A copy of the filing involved can be read at the Scene. It’s short and devoid of the usual language of advocacy one sees in legal filings. A junior attorney no doubt copied and pasted the relevant language from one of the many other such filings he has made. He attached the affidavit of the city billing clerk who was in charge of this particular account. Based on the computer-generated signature, he filed it in probate court electronically, likely without leaving his desk. The entire process might’ve taken 20 minutes of his time after he got the affidavit signed. Then, perhaps, he got a sandwich.

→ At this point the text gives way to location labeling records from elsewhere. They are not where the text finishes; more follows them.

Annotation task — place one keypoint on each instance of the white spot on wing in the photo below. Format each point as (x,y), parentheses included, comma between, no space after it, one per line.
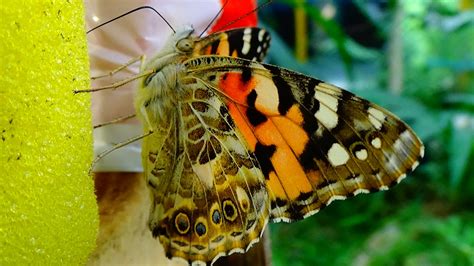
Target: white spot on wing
(376,117)
(337,155)
(261,33)
(247,38)
(327,109)
(335,197)
(362,154)
(361,190)
(377,143)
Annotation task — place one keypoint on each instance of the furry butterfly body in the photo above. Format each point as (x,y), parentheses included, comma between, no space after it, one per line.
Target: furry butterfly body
(236,143)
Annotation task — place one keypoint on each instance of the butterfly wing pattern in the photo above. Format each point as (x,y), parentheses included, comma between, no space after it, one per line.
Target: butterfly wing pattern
(237,143)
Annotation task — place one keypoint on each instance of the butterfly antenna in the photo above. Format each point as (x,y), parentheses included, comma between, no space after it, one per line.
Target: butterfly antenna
(245,15)
(129,12)
(215,17)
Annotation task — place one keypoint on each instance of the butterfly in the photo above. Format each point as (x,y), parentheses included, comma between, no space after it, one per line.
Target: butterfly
(234,143)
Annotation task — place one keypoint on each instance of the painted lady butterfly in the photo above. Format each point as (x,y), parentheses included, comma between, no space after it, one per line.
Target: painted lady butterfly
(235,143)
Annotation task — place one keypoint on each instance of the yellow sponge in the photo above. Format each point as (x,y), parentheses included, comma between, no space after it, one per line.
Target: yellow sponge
(48,210)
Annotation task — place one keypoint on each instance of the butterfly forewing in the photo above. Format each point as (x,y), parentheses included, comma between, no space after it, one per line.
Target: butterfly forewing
(247,43)
(237,143)
(314,142)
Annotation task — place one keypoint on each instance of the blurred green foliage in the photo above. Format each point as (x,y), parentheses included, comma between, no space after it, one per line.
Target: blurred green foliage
(429,218)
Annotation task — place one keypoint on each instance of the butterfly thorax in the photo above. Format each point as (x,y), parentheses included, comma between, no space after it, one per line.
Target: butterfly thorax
(159,92)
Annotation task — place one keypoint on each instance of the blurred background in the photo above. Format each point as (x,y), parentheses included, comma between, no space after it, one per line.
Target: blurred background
(415,58)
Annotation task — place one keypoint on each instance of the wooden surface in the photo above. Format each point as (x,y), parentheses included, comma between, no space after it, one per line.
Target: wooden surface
(124,237)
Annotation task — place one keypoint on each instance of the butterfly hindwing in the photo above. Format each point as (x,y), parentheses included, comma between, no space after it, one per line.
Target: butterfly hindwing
(237,143)
(314,142)
(215,202)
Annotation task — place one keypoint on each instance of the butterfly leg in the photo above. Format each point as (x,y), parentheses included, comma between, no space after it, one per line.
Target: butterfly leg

As an Ohio attorney myself I’ve sat here all evening trying to figure out how such a document gets filed. Hanlon’s Razor counsels us to never assume malice when stupidity will suffice for an explanation, but to claim $500 from the estate of a child whom your own officers gunned down, after which the entire country’s attention, sadness and anger was focused on your city as a result, would require some profound stupidity here. How does this happen?
One explanation is that it was mere oversight. That this attorney files many of these probate claims a day, has gained some frighteningly efficient cutting and pasting skills and simply zipped this one along with all of the others, not realizing that he’d be filing a document that would make his employer look like it’s slapping a grieving family in the face in a way that only China and Iran might do. If that was the case, however, and the attorney literally did not read what he was filing, it violates Ohio’s Code of Professional Responsibility which requires attorneys to, you know, read what they’re filing. I’m assuming the lawyer in question here won’t want to use that as a defense.
If he did read the filing, however, it speaks to something far worse than an ethical breach. It requires a complete moral failing on the part of the city.
There is virtually no one in the City of Cleveland and literally no one in the city’s law department, I presume, who does not know who Tamir Rice was. If the attorney in question exercised even a moment’s professional care and read the document to which he was affixing his signature, he would know what he was doing. He would know that such a filing would lead to the level of outrage about it that is already beginning on social media and, in the next few days, will likely be the subject of national news stories. He would – as I would hope any attorney would – have gone to his boss and asked if this was really something that the city should be doing. Maybe run it up the flagpole, past the lifers and to the political people. Past the p.r. folks and the ones who have spent over a year trying to deal with the mess that those officers created when they shot down an unarmed child.
If he did do that and if he and everyone was fine with it and the pleading was still filed, what then? Hanlon’s razor’s requires that we conclude that it was malice. That, as is the case with the practices of Iran and China, it was inhuman.
Which is it, Cleveland? Did your attorney commit professional misconduct or do you, as a city, think it appropriate to impose a bullet fee on the family of Tamir Rice?